The list is designed to protect buildings from alterations that would be deemed to detract from their special historical or architectural interest. There are over 370,000 listed buildings in England, and although that includes various bridges, monuments and public buildings there are also a great many private residences on the list, meaning that if you own a particularly old building that retains many of its original features there is a good chance it is on the list. There are three levels which from of most to least importance goes; Grade I, II* and II, (With 92% of listed building being Grade II).
So, what does this mean you can do with a listed building? Well, actually quite a lot! Historic England’s own website states that “Listed buildings are to be enjoyed and used, like any other building. Listed buildings can be altered, extended and sometimes even demolished within government planning guidance” adding that “The local authority uses listed building consent to make decisions that balance the site's historic significance against other issues, such as its function, condition or viability”.
It is however vital that you first get listed building consent before work is carried out, as without it your local authority could force you to fully reverse any changes you make, and even carry out a criminal prosecution against you. Many people assume that although you can apply for planning permission to make alterations to a listed building the actuality is that applications are nearly always rejected, but this is a fallacy. Local planning offices in England receive on average 32,000 listed building consent applications a year of which 90% are approved.
The real difficulty arises in knowing if you need to apply for listed building consent or not for the job that you have in mind. This is because with each building being unique there are no set overarching criteria. As a general rule you will need to get consent for any work which would alter the external appearance of the property or that would change it internally, this could include anything from carrying out an extension, knocking through internal walls or fireplaces, to replacing the windows or doors of the building. Whereas changes such as a ‘like for like’ repair may not require permission.

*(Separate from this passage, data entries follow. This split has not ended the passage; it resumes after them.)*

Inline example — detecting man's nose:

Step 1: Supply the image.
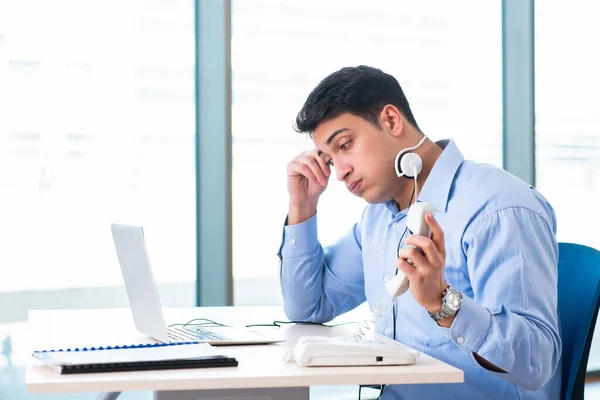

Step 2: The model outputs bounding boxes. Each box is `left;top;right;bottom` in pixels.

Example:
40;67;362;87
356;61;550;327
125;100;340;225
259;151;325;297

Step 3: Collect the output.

It is wise then that before carrying out any work on your listed property you first contact your local authority’s conversation officer to discuss what you actually intend to do in advance so they can advise you on any proposals you may need to submit to seek approval. If you do need to apply for Listed Building’s Consent you can do so online, with most local authority’s aiming to give a verdict within 8-11 weeks. If for any reason your application has been refused, then you have 6 months in which you can make an appeal.